The USA still dominates the Internet, with the big players replicating their success with localised sites in country after country. The top five sites Stateside look familiar: Microsoft, AOL Time Warner, Yahoo!, Google and eBay. Sites like the BBC and BT might be huge in the UK, but don't make such an impact overseas.
France manages to relegate the usual suspects, Microsoft, Yahoo! etc, from the top of the tree in favour of homegrown portals like Wanadoo, Free and Vivendi Universal.

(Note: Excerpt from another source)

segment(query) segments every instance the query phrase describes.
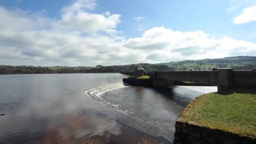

Elsewhere, a well-targeted or useful site can usurp the Americanisation of the web. The sixth most popular site in Norway is the Skattedirektoratet - that's the Tax Office's website. Likewise, the Australian Federal Government ranks 7th in Australia, but doesn't have much of an impact over here! Osuuspankki might sound exciting and even a bit rude, but actually it's a bank - and Finland's 10th most visited site.
What else are surfers clicking on
There are plenty of topical or seasonal websites that do fantastically well for brief periods. The official Gareth Gates website surged to the top of the charts in March with 199,0000 visitors. It isn't so busy now.
Travel websites did well this spring with nearly 43 percent of all Web surfers accessing an online travel site in March. Maybe they were all hoping to book June holidays in a (futile) attempt to escape the World Cup.
I wondered when that would get a mention.
Not surprisingly, traffic to Fifa's Official World Cup site increased by 420 percent as the tournament kicked off. The servers have juddered and heaved under the weight of 106,736,781 page views in one day! With games kicking off during office hours for most of Europe and the Americas, all kinds of records look set to be smashed during the tournament, despite the lack of (official) streaming audio or video.